5. Seek options & use visualization
As humans, we can all benefit from being generalists in both movement and thinking; a broad scope of experience allows us to be flexible and responsive to new challenges in our environment or life. Managing hEDS and HSD can present frequent challenges thanks to the involvement of many bodily systems. As such, when it comes to movement or exercise, diversifying your options can go a long way towards building confidence, promoting better physical outcomes, and maintaining a baseline of health and resilience.
First and foremost, seek daily movement strategies and activities that can bring you relief, stability, and strength to live each day with more ease. We cannot rest our way to better or stronger health so finding relief can include passive modalities (therapy, heat packs, bracing), but must also include active (movement) components. From there, work to add in activities that you enjoy or can do with others as it will make the worst days easier to manage. Diversifying movement options means there will always be some way to sustain baseline health even with limitations.
Finally, work on proprioception each and every day: Be curious about sensing your tissues in space, even when you’re lying down, at rest, feeling stress, or doing daily tasks. For new movement tasks, visualizing is a tool that all athletes use to hone in on a skill set to further engrain it in their minds & bodies and help make it automatic. People with hEDS and HSD can benefit from the same thing: Even though the capacity to practice may be lower, time spent visualizing and sensing tissues can dramatically improve body awareness in space and reduce the risk of injury.
Summary & Questions to Consider
- Have you eliminated a lot of movement and activities from your life due to prior injury, pain, or fear?
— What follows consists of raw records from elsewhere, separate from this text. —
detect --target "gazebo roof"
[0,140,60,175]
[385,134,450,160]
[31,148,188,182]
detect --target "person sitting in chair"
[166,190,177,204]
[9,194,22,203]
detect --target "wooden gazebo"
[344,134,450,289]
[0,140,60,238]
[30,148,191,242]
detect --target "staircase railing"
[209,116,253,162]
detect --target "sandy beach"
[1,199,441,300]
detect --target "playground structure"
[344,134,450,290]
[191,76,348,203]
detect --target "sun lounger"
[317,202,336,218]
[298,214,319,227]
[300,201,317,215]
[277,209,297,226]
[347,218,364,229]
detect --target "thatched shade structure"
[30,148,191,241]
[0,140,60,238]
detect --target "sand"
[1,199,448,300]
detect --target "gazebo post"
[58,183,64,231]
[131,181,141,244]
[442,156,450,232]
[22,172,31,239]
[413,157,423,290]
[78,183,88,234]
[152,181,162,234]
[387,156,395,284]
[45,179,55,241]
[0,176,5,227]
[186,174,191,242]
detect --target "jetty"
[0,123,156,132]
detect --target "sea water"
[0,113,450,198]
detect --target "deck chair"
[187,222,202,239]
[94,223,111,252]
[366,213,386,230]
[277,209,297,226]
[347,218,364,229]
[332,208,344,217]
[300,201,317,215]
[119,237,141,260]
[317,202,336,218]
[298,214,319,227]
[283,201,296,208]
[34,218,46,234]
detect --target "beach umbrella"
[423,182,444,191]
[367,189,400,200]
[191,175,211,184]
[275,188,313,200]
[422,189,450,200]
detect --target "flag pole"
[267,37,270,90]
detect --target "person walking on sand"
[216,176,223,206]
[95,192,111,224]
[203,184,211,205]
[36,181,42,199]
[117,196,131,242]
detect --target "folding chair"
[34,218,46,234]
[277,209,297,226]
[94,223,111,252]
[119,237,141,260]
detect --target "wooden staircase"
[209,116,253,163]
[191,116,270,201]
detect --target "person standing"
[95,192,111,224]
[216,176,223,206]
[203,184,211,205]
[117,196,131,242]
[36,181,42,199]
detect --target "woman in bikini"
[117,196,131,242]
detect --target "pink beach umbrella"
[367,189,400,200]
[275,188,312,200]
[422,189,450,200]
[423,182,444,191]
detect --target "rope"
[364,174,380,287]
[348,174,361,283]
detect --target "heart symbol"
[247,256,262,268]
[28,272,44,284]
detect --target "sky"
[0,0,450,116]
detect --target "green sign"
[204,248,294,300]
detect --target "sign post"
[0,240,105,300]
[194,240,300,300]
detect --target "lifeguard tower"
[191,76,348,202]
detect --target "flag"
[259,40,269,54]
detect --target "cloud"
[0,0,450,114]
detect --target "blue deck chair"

- What are some of the daily tasks that your body requires? Can you break them into small parts and train them?
- Do you have both active and passive tools to help bring you relief, even on your worst days?
- Do you focus on movement and sensing, or have you been taught a “muscle” or "joint isolation" approach?
- Have your joints adopted a guarded posture out of fear of your personal ranges?
If you adopt a curious mindset and tune into both your emotional response and bodily reactions, you can reap the benefit of rewiring your patterns, your brain, and ultimately your pain. Even with hEDS or HSD, we have the opportunity for neural plasticity: our bodies and brains can change at any age. While there are of course activities that really won’t serve a hypermobile human's structure well, there are countless other ways of moving that can help us thrive every day; changing our stimulus can change our lives.